The Death of Al Qaeda's No. 3: What Does It Mean?

A map of the location where U.S. officials believe Al-Yazid was killed, showing the compound where he was presumably staying.

U.S. national security officials are expressing more confidence than ever that Mustafa Abu Al-Yazid, also known as Sheik Saeed al-Masri, the purported third-ranking leader of Al Qaeda's central command (or what's left of it), was killed last month by a U.S. missile attack in Pakistan's border region. Officials predict that the latest strike will contribute to what the U.S. already believes is a significant deterioration in the ability of Osama bin Laden's terror network to conduct effective terrorist attacks both in South Asia and against targets overseas. But they also warn there's little doubt that a new No. 3 will soon emerge.

The missile strike—presumably fired from a CIA-operated drone aircraft—occurred within the past two weeks near the town of Miran Shah in North Waziristan, according to two officials, asking anonymity when discussing sensitive information. The area has become a refuge and staging area for Al Qaeda and other Islamic militant groups.
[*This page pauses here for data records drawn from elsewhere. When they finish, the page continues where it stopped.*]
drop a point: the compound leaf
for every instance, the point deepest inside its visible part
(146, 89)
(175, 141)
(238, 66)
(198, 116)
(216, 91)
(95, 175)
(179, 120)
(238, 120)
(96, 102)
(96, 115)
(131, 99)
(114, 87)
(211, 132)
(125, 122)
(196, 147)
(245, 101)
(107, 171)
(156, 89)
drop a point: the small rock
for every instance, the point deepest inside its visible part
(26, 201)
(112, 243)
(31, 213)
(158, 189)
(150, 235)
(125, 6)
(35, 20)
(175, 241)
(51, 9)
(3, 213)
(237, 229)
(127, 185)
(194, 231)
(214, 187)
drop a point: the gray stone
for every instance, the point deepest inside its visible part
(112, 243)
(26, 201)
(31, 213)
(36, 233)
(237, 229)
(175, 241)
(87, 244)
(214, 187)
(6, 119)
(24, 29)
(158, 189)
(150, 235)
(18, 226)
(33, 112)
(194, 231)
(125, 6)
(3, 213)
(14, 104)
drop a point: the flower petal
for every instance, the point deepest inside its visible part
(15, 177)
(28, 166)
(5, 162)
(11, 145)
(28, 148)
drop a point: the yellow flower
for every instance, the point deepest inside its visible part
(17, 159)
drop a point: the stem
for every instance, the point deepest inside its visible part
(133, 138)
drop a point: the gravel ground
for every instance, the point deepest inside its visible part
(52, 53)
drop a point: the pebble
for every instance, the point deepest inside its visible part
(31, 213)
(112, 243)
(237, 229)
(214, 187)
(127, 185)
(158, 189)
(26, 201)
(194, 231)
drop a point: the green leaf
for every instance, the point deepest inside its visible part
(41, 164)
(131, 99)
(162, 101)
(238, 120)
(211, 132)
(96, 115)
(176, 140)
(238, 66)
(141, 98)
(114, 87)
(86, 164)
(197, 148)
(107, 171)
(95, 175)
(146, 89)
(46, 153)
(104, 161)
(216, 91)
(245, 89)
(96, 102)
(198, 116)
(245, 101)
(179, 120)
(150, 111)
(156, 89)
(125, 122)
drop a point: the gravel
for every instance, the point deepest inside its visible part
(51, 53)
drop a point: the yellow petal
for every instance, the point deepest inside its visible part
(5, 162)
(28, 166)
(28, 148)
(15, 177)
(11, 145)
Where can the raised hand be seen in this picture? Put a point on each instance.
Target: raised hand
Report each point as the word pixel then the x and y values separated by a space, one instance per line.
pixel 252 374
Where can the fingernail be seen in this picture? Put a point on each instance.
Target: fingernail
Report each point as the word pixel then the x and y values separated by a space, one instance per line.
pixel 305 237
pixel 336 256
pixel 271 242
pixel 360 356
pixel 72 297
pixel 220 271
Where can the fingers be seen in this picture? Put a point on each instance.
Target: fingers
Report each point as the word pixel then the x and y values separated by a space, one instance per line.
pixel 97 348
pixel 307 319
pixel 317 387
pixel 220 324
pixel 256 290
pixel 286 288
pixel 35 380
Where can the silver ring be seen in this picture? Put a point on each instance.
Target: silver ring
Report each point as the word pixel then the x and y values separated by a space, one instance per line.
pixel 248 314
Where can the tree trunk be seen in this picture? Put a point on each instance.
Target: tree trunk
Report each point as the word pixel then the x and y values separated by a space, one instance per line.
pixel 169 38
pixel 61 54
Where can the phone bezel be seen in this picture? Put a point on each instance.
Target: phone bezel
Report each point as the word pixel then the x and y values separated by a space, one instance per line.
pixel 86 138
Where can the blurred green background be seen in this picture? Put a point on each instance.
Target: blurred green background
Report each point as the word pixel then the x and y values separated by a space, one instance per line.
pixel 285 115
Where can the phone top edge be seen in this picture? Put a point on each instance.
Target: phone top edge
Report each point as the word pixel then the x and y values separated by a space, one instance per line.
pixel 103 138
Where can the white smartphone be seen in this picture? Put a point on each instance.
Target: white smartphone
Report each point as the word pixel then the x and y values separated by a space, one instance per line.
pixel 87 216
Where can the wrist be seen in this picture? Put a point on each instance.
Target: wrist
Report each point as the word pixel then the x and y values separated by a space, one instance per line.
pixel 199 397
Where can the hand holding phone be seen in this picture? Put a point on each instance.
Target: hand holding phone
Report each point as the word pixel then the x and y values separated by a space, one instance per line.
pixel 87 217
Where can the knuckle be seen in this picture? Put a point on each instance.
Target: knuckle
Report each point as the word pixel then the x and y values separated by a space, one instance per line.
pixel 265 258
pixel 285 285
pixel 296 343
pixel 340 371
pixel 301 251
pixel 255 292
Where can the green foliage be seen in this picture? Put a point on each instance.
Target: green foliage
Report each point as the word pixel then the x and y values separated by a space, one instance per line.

The missile's target was a veteran of militant violence going all the way back to the 1981 assassination of Egyptian President Anwar Sadat by members of Egyptian Islamic Jihad, whose leaders included Ayman al-Zawahiri, the physician who later became Al Qaeda's No. 2. As Declassified reported late on Sunday, a official described al-Masri as "chief operating officer" of what remains of Al Qaeda's central core, with "a hand in everything from finances to operational planning. He was also the organization's prime conduit to bin Laden and Zawahiri. He was key to Al Qaeda's command and control."
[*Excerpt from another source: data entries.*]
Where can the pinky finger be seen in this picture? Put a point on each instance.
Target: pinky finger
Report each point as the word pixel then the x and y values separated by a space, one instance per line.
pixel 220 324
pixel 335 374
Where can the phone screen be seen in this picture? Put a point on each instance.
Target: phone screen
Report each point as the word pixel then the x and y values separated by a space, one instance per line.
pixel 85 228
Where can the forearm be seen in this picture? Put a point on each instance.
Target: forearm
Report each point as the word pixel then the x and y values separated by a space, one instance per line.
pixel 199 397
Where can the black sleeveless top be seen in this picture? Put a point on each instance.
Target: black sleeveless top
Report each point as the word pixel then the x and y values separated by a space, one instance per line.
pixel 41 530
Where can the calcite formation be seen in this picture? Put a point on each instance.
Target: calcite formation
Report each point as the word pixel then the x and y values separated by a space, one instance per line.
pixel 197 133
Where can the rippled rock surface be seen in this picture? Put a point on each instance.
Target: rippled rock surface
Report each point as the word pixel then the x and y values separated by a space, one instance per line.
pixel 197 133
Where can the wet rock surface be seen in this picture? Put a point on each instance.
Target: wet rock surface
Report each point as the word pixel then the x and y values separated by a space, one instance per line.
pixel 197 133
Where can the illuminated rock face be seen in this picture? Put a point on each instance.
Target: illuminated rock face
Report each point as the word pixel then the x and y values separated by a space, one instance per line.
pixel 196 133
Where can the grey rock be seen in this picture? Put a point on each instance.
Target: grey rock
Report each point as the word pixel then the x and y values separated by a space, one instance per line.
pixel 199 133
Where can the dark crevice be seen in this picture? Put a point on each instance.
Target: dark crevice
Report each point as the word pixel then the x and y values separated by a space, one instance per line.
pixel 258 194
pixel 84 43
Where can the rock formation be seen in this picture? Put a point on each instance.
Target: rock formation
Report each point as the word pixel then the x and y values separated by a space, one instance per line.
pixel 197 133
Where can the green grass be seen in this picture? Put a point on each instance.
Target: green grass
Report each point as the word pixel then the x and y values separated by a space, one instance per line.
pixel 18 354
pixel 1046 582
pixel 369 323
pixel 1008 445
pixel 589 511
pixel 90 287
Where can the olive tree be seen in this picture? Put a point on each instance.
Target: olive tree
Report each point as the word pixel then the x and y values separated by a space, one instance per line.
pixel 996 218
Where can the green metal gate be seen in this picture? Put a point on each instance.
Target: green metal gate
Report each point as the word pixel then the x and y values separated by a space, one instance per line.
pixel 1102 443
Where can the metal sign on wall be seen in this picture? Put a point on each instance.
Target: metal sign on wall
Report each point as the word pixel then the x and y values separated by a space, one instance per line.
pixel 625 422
As we also noted, al-Masri is the latest in a string of alleged Qaeda No. 3's to have been either captured or killed. It's a high-risk job to serve as liaison between two of the world's most wanted fugitives, Zawahiri and Osama bin Laden, and their partners in terrorism around the world. Previous Qaeda No. 3's have included Khalid Sheikh Mohammed, the self-confessed mastermind of the 9/11 attacks, and Abu Faraj al-Libi, another captured operative whose official Guantánamo docket links him to assorted, but unspecified plots.
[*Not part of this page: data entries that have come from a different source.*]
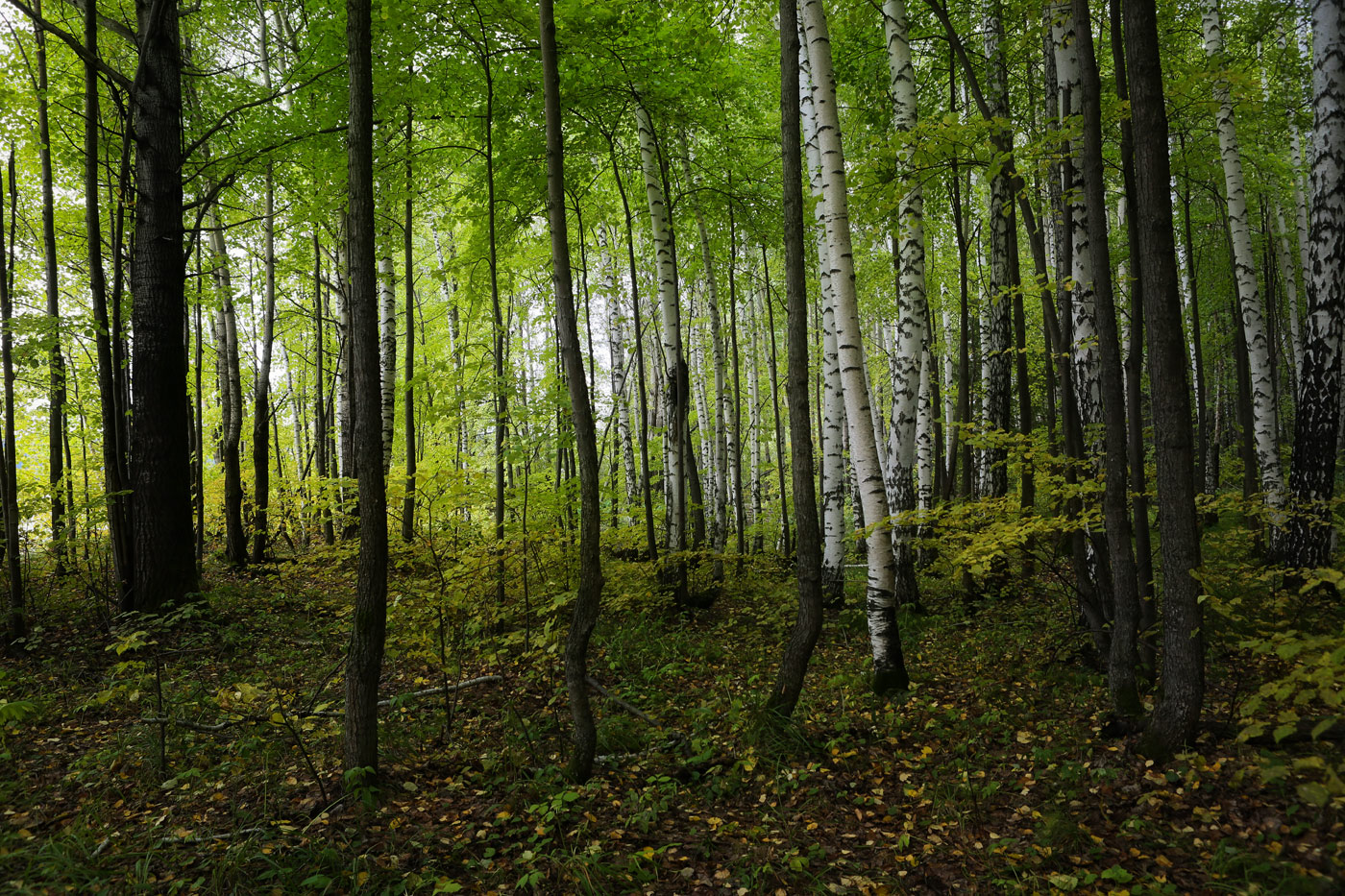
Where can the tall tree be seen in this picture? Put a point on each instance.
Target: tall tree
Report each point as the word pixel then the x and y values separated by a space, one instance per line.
pixel 809 621
pixel 585 440
pixel 911 318
pixel 369 623
pixel 9 456
pixel 674 368
pixel 56 359
pixel 1115 509
pixel 261 390
pixel 1177 715
pixel 890 671
pixel 160 447
pixel 1244 268
pixel 409 400
pixel 1308 543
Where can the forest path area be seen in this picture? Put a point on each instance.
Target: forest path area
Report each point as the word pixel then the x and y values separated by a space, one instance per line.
pixel 992 775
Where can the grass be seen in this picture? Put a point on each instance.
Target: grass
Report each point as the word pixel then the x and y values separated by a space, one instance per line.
pixel 990 775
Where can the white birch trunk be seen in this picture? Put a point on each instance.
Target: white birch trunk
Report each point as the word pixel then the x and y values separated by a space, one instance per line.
pixel 755 516
pixel 717 453
pixel 621 375
pixel 910 343
pixel 342 372
pixel 999 318
pixel 950 401
pixel 1086 368
pixel 890 665
pixel 924 435
pixel 387 350
pixel 834 475
pixel 1244 265
pixel 670 323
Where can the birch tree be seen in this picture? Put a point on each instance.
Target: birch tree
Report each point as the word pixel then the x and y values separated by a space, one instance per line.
pixel 1244 267
pixel 674 368
pixel 834 473
pixel 911 318
pixel 890 670
pixel 1313 473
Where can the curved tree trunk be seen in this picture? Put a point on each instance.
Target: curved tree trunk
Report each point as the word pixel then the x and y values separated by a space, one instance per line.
pixel 834 473
pixel 1308 544
pixel 1177 715
pixel 911 318
pixel 998 339
pixel 674 368
pixel 585 442
pixel 369 621
pixel 1244 269
pixel 160 444
pixel 809 620
pixel 888 662
pixel 56 359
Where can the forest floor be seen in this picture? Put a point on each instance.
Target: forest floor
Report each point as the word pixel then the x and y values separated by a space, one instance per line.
pixel 992 775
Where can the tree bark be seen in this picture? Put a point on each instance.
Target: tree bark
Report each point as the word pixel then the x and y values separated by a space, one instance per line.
pixel 160 448
pixel 369 621
pixel 809 620
pixel 116 476
pixel 231 397
pixel 834 475
pixel 9 463
pixel 409 401
pixel 1244 269
pixel 910 255
pixel 674 368
pixel 1308 544
pixel 585 442
pixel 1120 674
pixel 890 673
pixel 1177 715
pixel 56 359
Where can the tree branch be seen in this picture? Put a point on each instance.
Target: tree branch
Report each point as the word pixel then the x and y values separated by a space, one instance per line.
pixel 87 57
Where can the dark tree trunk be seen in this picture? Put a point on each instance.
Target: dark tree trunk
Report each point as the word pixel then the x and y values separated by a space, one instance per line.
pixel 736 460
pixel 775 395
pixel 199 435
pixel 320 428
pixel 651 540
pixel 1115 512
pixel 809 621
pixel 56 359
pixel 409 500
pixel 160 449
pixel 591 569
pixel 261 390
pixel 1206 465
pixel 1177 715
pixel 116 479
pixel 1308 543
pixel 369 623
pixel 1134 369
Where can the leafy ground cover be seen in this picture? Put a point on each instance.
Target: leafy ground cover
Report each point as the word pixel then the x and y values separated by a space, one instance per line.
pixel 995 774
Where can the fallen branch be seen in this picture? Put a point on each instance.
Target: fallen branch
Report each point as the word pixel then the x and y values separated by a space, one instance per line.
pixel 208 838
pixel 327 714
pixel 628 708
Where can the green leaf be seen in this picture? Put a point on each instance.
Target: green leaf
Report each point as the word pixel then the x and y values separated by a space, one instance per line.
pixel 1314 794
The U.S. campaign of drone-borne missile attacks (which was extended by President George W. Bush in the summer of 2008 to target encampments of "foreign fighters" in addition to Qaeda leaders, and has been further intensified on the orders of President Obama) is believed to have significantly reduced the ability of Al Qaeda's central command to organize operations like 9/11 or elaborate European plots. Cited as evidence that the missile attacks have taken a toll on Qaeda's capability to attack overseas targets: the failed Christmas Day underpants bombing of a transatlantic airliner bound for Detroit (in which the plot allegedly was organized by Qaeda's Yemen-based affiliate) and the failed May 1 car bombing of New York's Times Square, which the accused perpetrator himself has told investigators was instigated by the Pakistani Taliban, a Qaeda affiliate also based in Waziristan.

"Al-Masri would be for Al Qaeda a major loss of experience, leadership, and—for bin Laden and Zawahiri—the loss of a trusted contact with the rest of the organization," says one of the U.S. officials: "Given the scope of his responsibilities, from money to attack planning, it may prove operationally disruptive as well, at least in terms of command and control. He was a key figure across the board." The successful missile strike against Al-Yazid is "also a clear demonstration that senior terrorists can be targeted in the tribal areas, a place the extremists once viewed as relatively secure," the official notes. "That's important. None of this means al-Masri can't be replaced, or that Al Qaeda and its allies will stop plotting new strikes. But it forces Al Qaeda to dig deeper into its bench, something that has led in the past to the promotion of people with shorter résumés and fewer skills." What's more, al-Masri's presumed demise "will also prompt a new round of concern within Al Qaeda about security," the official predicts. "The more time they spend thinking about their own safety, the better for all of us."